Charlottesville has four private agencies: People Places, Braley and Thompson, UMFS, and DePaul help every child find a family fit for them. If there are siblings that cannot be separated, they will be referred to a private agency so that a family who is willing to foster multiple children is available.
“Community Attention Foster Families has about 130 approved foster homes. Approved means trained and gone through a home study and they meet the requirements to foster a child,” Allen said.
Foster parents can get partial approval, called a kinship home, which is when someone in close contact with the foster child becomes their foster parent. A partially approved foster parent can be a sports coach, a teacher, a spiritual advisor, or a grandparent.
Being an approved foster parent is eye opening. “Even my daughter’s perspective changed. It was actually her idea to foster at first because her brother had just left for college and she didn’t like the attention all on her,” approved foster parent Kathy Doby said. The family started fostering five years ago, and doesn’t plan on stopping anytime in the near future.

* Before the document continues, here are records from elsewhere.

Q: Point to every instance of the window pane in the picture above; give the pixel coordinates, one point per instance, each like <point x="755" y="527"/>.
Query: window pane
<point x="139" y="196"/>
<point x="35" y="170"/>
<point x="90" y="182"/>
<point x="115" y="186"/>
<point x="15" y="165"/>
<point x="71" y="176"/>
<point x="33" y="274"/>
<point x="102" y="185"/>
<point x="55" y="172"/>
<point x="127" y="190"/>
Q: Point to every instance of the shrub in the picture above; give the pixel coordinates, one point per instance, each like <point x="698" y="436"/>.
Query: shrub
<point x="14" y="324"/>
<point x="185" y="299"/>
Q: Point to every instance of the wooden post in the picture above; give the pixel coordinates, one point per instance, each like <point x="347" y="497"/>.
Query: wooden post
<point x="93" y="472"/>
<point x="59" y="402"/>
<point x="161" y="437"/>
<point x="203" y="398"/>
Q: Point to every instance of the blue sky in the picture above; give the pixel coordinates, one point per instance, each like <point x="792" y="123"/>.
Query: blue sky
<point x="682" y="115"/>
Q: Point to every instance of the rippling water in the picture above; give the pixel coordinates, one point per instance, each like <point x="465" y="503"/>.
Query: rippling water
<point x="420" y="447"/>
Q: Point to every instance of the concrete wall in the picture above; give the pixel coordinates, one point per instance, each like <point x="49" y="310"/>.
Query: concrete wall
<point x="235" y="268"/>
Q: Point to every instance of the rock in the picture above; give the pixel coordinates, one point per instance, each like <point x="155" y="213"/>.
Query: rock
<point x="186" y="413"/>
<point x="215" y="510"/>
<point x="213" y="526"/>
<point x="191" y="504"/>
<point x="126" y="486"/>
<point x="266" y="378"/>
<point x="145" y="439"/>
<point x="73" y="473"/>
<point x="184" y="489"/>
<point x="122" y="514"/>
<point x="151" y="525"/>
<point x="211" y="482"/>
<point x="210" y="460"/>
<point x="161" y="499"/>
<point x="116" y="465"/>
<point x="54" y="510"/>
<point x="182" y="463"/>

Even with the partially approved foster parents and the 130 approved foster homes, there are more children in foster care than there are homes available. While the four private agencies help with finding temporary homes for some of these children, many still remain without a foster family.
“The hardest part is kids who age out of foster care and don’t have a place to go. It’s just the part that breaks my heart. It’s just thinking ‘who are they going to have Christmas dinner with’ and knowing that they don’t have a family for that,” Doby said. There are organizations who will help young adults that have aged out of care find jobs, but it doesn’t change the fact that many of them don’t have a place to go when they need it.
“You think, oh I want to expose this kid to going here and going there, but it’s the simplest things. For a kid who didn’t know when dinner was and had no structure it’s really just the fact of being together to do something that we take for granted was the neatest thing,” Doby said.
Community Attention Foster Families is hoping that soon they will be able to have a foster home for every child. Charlottesville is experiencing a rise in the number of children in the foster care program and they are looking for more homes. The Bluebird project was only the start of raising awareness and hoping that they will have more people step up to be foster parents.
“We keep doing it because you think about the child that you are impacting but you end up learning a lot yourself about being a better person because of the child you get to know,” Doby said.